Dr. Mark Willis, Associate Professor of the Department of Biology, and his research assistant, Andrew Finnell, studied the olfactory orientation of turkey vulture populations at the farm during the summer. Previous studies have documented olfactory orientation in the turkey vulture (Cathartes aura), but all records of behavior are anecdotal or descriptive in nature.

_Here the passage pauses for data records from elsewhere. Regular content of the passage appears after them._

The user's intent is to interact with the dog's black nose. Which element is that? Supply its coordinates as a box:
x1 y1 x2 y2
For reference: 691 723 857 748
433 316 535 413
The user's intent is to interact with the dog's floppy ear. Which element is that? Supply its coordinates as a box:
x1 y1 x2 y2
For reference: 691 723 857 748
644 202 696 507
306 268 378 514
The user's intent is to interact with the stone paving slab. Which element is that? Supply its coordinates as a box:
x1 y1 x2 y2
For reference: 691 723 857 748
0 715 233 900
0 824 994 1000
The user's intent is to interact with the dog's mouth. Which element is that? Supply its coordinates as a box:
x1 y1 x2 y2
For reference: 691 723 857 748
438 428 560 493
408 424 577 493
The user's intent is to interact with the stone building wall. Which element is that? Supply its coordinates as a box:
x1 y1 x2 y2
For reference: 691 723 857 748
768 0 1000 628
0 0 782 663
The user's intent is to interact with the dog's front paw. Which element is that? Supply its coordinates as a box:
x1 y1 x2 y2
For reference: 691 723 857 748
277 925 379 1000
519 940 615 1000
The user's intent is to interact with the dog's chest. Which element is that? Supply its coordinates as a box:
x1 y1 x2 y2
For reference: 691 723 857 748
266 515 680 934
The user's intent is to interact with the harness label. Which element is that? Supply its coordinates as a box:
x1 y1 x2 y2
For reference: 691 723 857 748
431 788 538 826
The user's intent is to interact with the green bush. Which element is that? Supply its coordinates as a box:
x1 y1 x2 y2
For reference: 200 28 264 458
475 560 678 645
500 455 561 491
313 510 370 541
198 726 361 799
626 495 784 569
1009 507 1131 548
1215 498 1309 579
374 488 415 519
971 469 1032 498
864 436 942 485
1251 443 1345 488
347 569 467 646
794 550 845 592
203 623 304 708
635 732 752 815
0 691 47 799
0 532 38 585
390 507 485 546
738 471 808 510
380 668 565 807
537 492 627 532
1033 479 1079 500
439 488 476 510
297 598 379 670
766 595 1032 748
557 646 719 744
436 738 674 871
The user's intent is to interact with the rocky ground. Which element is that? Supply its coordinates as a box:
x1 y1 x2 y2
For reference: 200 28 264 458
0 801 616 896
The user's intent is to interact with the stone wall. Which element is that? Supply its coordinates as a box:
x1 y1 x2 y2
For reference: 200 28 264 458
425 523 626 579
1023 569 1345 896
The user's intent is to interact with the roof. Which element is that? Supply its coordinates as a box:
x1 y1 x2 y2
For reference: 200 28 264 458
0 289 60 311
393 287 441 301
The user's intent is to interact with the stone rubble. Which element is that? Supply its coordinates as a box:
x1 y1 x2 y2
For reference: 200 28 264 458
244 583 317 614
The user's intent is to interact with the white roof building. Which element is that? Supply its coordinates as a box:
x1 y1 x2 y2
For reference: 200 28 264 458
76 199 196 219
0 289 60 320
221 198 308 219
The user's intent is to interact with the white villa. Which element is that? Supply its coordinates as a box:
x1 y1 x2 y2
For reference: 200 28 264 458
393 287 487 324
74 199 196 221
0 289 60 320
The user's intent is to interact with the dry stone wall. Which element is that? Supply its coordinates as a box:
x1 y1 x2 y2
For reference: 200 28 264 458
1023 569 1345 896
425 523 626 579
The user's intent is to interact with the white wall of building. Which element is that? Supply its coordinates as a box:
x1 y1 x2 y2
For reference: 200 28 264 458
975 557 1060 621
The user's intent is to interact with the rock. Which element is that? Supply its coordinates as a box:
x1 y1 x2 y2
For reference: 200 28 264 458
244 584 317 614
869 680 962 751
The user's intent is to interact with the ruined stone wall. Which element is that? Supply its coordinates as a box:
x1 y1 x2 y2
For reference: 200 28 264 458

The goal of their study was to characterize and quantify this behavior. Willis had studied similar odor-tracking behaviors in the moth Manduca sexta and the cockroach Periplaneta americana. One long-term goal of their study was to compare the behavior of the insects to that of the turkey vultures.
Farm sites used for this study included a central site located on an exposed ridge by the research ponds with supplemental sites both upwind and downwind, based on predominant northwesterly wind currents. Several methods were used to characterize flight behavior and to distinguish between odor-guided flight and other in-flight behaviors. A rough trajectory of the birds' flight were hand-sketched onto a map of the immediate area to get an overhead view of the orientation behavior.
The birds also were filmed with a portable video camera as they approached the source. Using Peak Motus 8.0" motion analysis software, the team was able to plot the vultures' movements and determine velocity, acceleration, and other parameters. Additional weather notes (cloud cover, visibility, etc.) also were taken on site.